Synthesis and evaluation of novel functionalised indoles as anticancer agents

This thesis outlines the design and application of new routes towards a range of novel bisindolylmaleimide and indolo[2,3-a]carbazole derivatives, and evaluation of their biological effects and their chemotherapeutic potential. A key part of this work focussed on utilising a hydroxymaleimide as a replacement for the prevalent lactam/maleimide functionality and forming a series of novel derivatives through substitution on the indole nitrogens. To achieve this, a robust synthetic strategy was developed which allowed access to key maleic anhydride intermediates using Perkin-type methodology. These hydroxymaleimides were further modified via a Lossen rearrangement to furnish a series of analogues containing a 6-membered F-ring. The theme of F-ring modulation was further expanded through the utilisation of a second route involving the design and synthesis of β-keto ester intermediates, which afforded novel derivatives containing pyrazolone and isocytosine headgroups, and various N-substituents.
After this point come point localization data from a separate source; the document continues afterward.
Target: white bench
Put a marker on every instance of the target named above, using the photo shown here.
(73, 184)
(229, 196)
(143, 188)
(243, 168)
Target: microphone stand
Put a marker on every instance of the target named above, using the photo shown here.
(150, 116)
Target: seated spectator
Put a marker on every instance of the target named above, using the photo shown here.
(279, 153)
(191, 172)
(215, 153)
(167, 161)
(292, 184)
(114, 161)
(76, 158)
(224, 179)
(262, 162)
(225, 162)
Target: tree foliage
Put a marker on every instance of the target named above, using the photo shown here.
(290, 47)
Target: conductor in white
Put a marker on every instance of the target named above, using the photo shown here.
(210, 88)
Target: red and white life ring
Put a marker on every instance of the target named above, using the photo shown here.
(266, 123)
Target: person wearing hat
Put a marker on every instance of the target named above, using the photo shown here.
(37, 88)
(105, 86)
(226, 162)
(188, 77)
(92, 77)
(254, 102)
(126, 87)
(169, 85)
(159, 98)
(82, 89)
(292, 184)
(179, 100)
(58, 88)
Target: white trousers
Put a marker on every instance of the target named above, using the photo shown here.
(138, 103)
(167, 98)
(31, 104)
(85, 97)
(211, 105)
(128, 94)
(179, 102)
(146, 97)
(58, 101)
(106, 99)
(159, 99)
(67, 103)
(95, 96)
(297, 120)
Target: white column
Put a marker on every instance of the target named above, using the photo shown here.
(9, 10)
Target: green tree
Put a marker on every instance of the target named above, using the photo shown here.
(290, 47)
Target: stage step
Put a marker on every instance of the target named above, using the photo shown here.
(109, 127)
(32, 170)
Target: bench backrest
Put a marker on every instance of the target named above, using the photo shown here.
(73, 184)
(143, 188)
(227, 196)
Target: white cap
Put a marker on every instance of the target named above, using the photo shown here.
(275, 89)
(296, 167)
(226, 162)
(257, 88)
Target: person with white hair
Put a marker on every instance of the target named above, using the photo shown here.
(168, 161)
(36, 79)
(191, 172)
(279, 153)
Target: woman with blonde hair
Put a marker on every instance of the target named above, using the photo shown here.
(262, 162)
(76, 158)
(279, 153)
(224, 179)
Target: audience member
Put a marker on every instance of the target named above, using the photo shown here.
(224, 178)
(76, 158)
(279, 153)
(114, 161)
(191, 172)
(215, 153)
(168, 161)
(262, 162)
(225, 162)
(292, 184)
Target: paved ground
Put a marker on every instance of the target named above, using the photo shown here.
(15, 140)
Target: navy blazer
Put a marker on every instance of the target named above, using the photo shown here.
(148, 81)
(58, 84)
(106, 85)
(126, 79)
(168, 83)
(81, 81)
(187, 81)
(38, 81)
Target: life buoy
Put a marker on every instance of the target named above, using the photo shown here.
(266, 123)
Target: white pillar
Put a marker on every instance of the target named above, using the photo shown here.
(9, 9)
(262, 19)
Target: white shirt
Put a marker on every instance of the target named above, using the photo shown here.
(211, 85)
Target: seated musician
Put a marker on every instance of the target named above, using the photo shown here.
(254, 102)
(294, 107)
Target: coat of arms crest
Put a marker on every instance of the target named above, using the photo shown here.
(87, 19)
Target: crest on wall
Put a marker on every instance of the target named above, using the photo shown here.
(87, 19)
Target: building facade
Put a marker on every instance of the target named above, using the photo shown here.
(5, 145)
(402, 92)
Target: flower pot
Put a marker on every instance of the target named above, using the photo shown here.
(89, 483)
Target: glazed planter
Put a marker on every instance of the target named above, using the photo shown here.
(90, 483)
Work on a further route involving a dione intermediate resulted in the isolation of a bisindolyl derivative with a novel imidazole F-ring. Following the synthesis of 42 novel compounds, extensive screening was undertaken using the NCI-60 cell line screen, with twelve candidates progressing to evaluation via the five dose assay. This led to the identification of several lead compounds with high cytotoxicity and excellent selectivity profiles, which included derivatives with low nanomolar GI50 values against specific cancer cell lines, and also derivatives with selective cytotoxicity. Preliminary results from a kinase screen indicated noteworthy selectivity towards GSK3α/β and PIM1 kinases, with low micromolar IC50 values being observed for these enzymes.